Ambassador Laura Dogu
Laura Dogu was confirmed as the U.S. ambassador to Nicaragua in August 2015. She is a consular-coned officer and career member of the Senior Foreign Service, class of Minister Counselor. From 2012 through 2015, she served as deputy chief of mission at U.S. Embassy Mexico City. Amb. Dogu has received both the department’s Award for Outstanding Deputy Chief of Mission and the Barbara M. Watson Award for Consular Excellence. She is married and has two sons, both in college.
Ambassador Nina Hachigian
Nina Hachigian, a political appointee, was sworn in as the second resident U.S. ambassador to the Association of Southeast Asian Nations in September 2014 and served through January 2017. During her tenure, the United States and ASEAN became strategic partners. Previously, Amb. Hachigian was a senior fellow at the Center for American Progress and served as director of the RAND Center for Asia Pacific Policy. From 1998 to 1999, she was on the staff of the National Security Council under President Bill Clinton. She is the editor of Debating China: The U.S. - China Relationship in Ten Conversations and co-author of The Next American Century: How the U.S. Can Thrive as Other Powers Rise. Amb. Hachigian holds a bachelor’s degree from Yale University and a law degree from Stanford University. She is married with two children.

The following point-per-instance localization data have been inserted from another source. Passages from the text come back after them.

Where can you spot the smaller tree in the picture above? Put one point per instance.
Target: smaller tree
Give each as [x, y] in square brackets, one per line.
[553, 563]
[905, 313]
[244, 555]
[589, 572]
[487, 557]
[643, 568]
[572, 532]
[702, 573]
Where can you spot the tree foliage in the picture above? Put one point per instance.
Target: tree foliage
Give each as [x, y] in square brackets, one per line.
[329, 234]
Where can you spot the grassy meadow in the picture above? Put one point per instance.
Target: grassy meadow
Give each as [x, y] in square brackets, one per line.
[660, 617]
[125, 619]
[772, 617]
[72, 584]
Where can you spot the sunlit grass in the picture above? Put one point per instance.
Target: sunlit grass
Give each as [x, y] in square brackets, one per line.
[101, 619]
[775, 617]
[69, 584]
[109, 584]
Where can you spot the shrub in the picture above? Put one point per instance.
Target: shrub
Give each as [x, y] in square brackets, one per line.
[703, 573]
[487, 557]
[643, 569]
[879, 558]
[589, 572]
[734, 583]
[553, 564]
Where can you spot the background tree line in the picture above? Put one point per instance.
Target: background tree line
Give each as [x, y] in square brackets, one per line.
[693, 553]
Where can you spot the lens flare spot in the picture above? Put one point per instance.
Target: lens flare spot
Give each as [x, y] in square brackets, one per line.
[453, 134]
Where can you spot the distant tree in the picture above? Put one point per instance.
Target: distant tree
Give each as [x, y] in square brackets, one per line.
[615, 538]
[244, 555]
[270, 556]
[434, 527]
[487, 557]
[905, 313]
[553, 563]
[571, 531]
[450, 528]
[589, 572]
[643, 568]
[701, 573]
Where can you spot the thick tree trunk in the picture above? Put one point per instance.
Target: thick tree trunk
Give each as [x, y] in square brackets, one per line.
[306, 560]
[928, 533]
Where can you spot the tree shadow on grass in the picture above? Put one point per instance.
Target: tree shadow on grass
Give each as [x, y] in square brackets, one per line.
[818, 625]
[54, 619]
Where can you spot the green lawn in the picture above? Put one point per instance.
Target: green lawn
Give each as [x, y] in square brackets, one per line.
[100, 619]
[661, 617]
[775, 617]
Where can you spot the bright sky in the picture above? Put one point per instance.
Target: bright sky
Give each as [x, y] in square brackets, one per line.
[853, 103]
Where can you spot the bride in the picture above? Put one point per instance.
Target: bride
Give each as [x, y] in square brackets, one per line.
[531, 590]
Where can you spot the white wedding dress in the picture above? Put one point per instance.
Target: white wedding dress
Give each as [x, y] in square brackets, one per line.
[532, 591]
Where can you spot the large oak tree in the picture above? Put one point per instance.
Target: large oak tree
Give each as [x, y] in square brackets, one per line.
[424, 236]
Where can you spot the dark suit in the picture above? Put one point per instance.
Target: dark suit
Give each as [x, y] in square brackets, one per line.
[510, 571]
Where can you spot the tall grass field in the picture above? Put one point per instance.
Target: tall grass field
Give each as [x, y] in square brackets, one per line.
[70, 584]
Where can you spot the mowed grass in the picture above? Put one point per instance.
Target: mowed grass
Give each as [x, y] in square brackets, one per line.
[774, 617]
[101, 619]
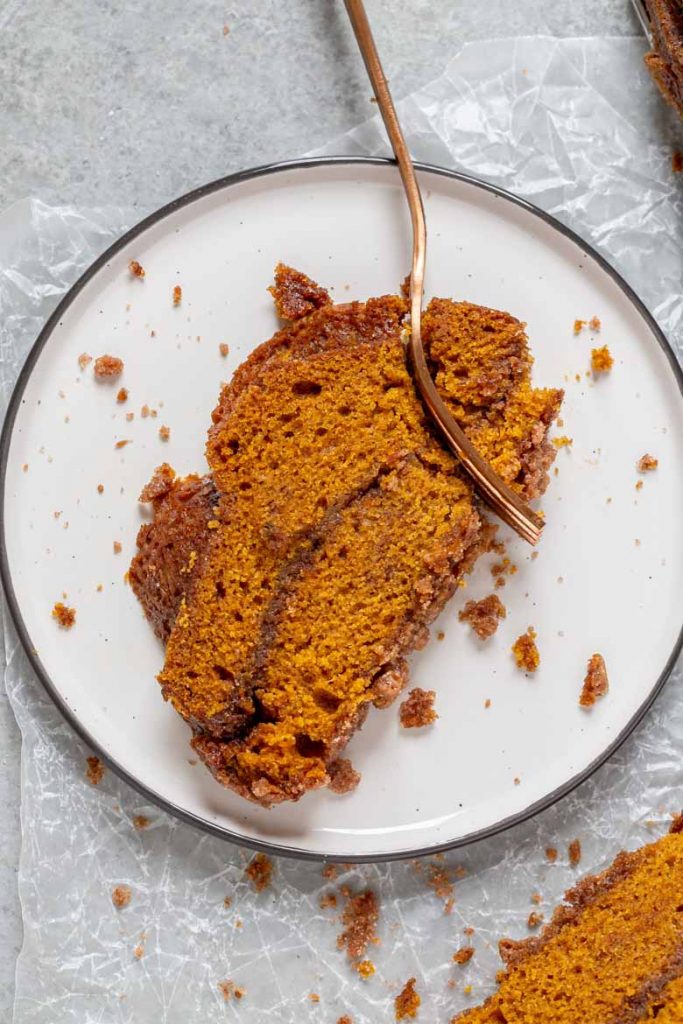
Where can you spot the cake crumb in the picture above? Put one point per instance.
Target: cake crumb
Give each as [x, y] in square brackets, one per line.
[121, 896]
[65, 616]
[359, 920]
[229, 990]
[525, 651]
[646, 463]
[95, 770]
[160, 484]
[417, 710]
[259, 871]
[343, 776]
[601, 360]
[676, 824]
[408, 1001]
[483, 615]
[108, 367]
[596, 683]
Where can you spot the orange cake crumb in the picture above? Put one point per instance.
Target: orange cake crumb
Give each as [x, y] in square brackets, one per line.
[408, 1001]
[596, 683]
[295, 294]
[121, 896]
[65, 616]
[108, 367]
[359, 920]
[646, 463]
[259, 871]
[366, 969]
[525, 651]
[343, 776]
[417, 710]
[229, 990]
[483, 615]
[601, 360]
[95, 770]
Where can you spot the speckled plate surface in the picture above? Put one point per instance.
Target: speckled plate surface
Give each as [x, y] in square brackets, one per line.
[607, 578]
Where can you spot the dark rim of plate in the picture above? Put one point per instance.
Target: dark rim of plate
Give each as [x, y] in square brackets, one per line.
[5, 439]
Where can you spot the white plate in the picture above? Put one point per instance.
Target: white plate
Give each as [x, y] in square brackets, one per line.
[609, 571]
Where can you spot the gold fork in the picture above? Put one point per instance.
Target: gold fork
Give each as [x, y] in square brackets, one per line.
[495, 491]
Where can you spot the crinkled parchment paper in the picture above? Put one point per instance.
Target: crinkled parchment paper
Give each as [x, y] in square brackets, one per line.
[577, 127]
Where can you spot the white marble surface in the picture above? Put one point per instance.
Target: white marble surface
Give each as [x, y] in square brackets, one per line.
[105, 104]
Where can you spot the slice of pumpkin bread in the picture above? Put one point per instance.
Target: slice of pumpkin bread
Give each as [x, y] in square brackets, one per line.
[341, 528]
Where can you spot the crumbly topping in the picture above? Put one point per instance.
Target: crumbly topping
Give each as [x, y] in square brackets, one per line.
[525, 651]
[359, 920]
[574, 852]
[483, 615]
[646, 463]
[601, 360]
[418, 709]
[108, 367]
[95, 770]
[121, 896]
[65, 616]
[596, 683]
[408, 1001]
[160, 484]
[343, 776]
[259, 871]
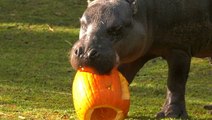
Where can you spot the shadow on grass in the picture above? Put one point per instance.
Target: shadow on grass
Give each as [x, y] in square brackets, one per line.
[141, 118]
[53, 12]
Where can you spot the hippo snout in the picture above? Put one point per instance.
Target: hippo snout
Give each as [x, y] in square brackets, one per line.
[91, 54]
[100, 58]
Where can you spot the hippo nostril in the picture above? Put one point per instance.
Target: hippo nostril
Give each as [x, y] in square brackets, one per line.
[78, 52]
[93, 53]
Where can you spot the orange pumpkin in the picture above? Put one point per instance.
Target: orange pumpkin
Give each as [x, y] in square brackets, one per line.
[100, 97]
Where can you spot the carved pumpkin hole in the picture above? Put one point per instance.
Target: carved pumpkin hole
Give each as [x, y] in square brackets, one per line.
[103, 113]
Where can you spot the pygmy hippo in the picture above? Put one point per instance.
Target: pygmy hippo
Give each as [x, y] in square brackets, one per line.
[128, 33]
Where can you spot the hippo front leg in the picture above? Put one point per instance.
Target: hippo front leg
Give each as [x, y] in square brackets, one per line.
[179, 65]
[129, 70]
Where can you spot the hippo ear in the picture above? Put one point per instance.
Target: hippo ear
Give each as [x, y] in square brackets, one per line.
[133, 4]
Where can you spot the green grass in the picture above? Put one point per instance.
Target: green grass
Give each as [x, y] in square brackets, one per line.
[36, 77]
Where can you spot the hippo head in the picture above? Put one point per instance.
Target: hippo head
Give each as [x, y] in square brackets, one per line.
[104, 26]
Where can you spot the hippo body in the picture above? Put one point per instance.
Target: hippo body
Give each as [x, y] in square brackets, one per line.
[128, 33]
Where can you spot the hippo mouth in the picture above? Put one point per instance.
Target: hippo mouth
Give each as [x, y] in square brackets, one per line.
[96, 61]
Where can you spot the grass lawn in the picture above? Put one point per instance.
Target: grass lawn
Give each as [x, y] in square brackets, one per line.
[36, 77]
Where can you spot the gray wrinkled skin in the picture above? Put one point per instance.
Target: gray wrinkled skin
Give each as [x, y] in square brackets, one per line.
[128, 33]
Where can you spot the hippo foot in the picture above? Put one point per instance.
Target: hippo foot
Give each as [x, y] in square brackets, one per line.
[173, 111]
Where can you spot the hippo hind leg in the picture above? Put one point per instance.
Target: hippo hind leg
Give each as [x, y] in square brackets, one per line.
[179, 65]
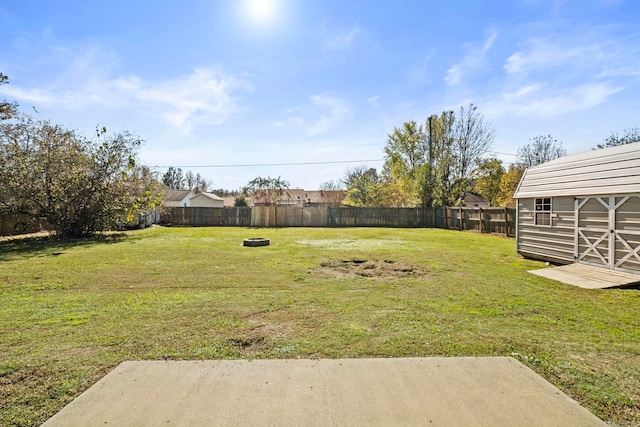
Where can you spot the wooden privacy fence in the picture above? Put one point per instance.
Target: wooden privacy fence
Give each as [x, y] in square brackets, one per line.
[491, 220]
[206, 217]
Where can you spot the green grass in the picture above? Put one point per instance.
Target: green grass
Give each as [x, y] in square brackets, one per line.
[70, 312]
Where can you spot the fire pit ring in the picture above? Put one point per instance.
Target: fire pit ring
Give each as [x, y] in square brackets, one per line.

Her advice for younger women: Take a risk!
Ambassador Gina Abercrombie-Winstanley
Gina Abercrombie-Winstanley served as U.S. ambassador to Malta from 2012 to 2016. A career member of the Senior Foreign Service, Amb. Abercrombie-Winstanley previously served as principal officer in Jeddah. She has also served overseas in Iraq, Israel, Egypt and Indonesia. In Washington, D.C., she served as foreign policy adviser at U.S. Cyber Command, deputy assistant secretary for counterterrorism and at the National Security Council. She holds a master’s degree from Johns Hopkins School of Advanced International Studies. Amb. Abercrombie-Winstanley is married and has a son and a daughter.
Her mantra: I wish I’d known I pretty much knew as much as my colleagues and to voice my ideas more.